To simplify visualisation of Jupyter notebook documents on the web, the nbconvert library is provided as a service through NbViewer which can take a URL to any publicly available notebook document, convert it to HTML on the fly and display it to the user.

So once you have created your notebook in a browser (I used Chrome), run the following command:

!pip install spacy
!python -m spacy download en

As simple as that! Now we are ready to start with the basics of our NLP API…

Tokenize Text

Within NLP, what is tokenizationTokenization is the process of splitting a string or text into a list of tokens. One can think of a token as parts like a word is a token in a sentence, and a sentence is a token in a paragraph.

Tokenization of a phrase

This is a screen-print of a Jupyter Notebook, you can see the few lines of and the sentence we want to tokenize. From the outbut, you can see how the following words are broken down: shouldn’t, aren’t and you’ve.

Clean Text

Below is a default list of spaCy stopwords with 326 entries, and each entry is a single word. It should be clear to us why these words are not useful for data analysis. In most cases these words do not assist us in understanding the basic meaning of a sentence. Or, these words can be to vague to use in a NLP process.

List of spaCy stopwords

Below is our sentence:

When you try and learn something new, you shouldn’t Only read about it!
Weren’t not the same, reading aren’t always the best, Try doing something you’ve not done before!

But with stop words removed. The few words remaining gives us a general idea what the sentence or conversation is about. In a chatbot environment this can be useful in the attempt to try and derive an intent from the users input.

Stop Words Removed

In essence it is a list of most common words of a language that are often useful to filter out, and this could form part of an initial NLP high-pass where the user input is longer at it is hard to derive meaning and intent.


spaCy includes a build-in option with which a single word can be broken down into its lemma, hence lemmatization. Below is an example, using .lemma_ to produce the lemma for each word listed in the phrase.

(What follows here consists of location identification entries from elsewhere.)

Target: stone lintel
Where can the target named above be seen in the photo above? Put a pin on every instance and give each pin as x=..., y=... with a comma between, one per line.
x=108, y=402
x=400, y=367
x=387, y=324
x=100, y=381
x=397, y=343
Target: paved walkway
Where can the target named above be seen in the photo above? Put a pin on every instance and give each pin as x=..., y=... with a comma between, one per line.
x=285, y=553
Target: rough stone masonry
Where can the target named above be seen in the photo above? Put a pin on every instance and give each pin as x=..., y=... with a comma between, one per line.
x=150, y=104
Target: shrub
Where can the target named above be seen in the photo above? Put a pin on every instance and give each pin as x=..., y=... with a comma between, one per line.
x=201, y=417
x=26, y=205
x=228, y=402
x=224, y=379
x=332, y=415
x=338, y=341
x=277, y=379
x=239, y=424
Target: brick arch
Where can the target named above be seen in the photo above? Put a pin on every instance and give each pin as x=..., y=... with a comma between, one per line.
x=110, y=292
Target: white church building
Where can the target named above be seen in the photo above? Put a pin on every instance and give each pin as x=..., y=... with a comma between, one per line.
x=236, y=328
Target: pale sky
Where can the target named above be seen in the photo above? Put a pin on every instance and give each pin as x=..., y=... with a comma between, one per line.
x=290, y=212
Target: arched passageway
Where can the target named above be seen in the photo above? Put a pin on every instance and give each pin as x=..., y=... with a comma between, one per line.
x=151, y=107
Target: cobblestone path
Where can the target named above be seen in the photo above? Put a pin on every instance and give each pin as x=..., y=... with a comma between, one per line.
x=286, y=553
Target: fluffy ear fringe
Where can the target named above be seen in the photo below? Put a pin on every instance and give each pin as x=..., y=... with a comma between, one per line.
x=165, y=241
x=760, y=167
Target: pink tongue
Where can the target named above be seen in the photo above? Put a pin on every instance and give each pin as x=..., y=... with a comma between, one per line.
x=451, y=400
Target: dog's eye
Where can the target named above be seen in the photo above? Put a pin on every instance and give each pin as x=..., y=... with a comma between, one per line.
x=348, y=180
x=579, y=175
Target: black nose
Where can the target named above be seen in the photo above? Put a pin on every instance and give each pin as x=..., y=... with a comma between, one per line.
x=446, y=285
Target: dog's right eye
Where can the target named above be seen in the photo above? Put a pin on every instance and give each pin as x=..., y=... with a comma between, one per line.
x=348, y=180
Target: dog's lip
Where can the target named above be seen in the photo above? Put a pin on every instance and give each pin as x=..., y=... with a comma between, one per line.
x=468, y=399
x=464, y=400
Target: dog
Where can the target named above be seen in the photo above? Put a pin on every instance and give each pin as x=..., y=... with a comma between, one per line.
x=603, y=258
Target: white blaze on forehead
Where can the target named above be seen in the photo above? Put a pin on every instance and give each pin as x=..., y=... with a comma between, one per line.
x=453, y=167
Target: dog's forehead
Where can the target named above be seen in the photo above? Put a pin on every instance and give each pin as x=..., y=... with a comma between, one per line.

Simple Example of Lemmatization

Lemmatization addresses the fact that words like think, thinks, thinking, thinker, thought are not exactly the same, but, they all have the same basic meaning: to think!

The differences in spelling have is a way of adjusting the word for our spoken language, but for machine processing, those changes can create aberrations.

We are looking at the word as described in a dictionary.

Part Of Speech

Each word has a function within a sentence. A noun defines an entity… an object. The adjective has the function of describing the object. An action is defined by a verb.

Part of Speech Functionality

In the figure above is a POS tagging done with spaCy.

Then spaCy correctly identified the part of speech for each word word in the sentence, up to punctuation. This assists with augmenting understanding input sentences and context.

Entity Detection

This is a very important section if you are interested in using spaCy for chatbot implementations. The functions mentioned prior to Entity Detection are very useful for a higher-order first-pass NLP layer. Perhaps to do a basic structuring of the user input before sending it off into your chatbot’s NLU.

But what makes entities useful is that it can be used to extract nouns from the conversation; be those values names, organisations, money, date etc.

Visualization of Entities

There is a spaCy function to visualize entities within the text. This is helpful if you want to post process text in a document and have a visual representation of the data within the text.


This should give you a good idea of how a NLP API can be developed using a simple tool like Flask web framework.

This is but a few functions, in subsequent stories will look at intents and entities in more detail.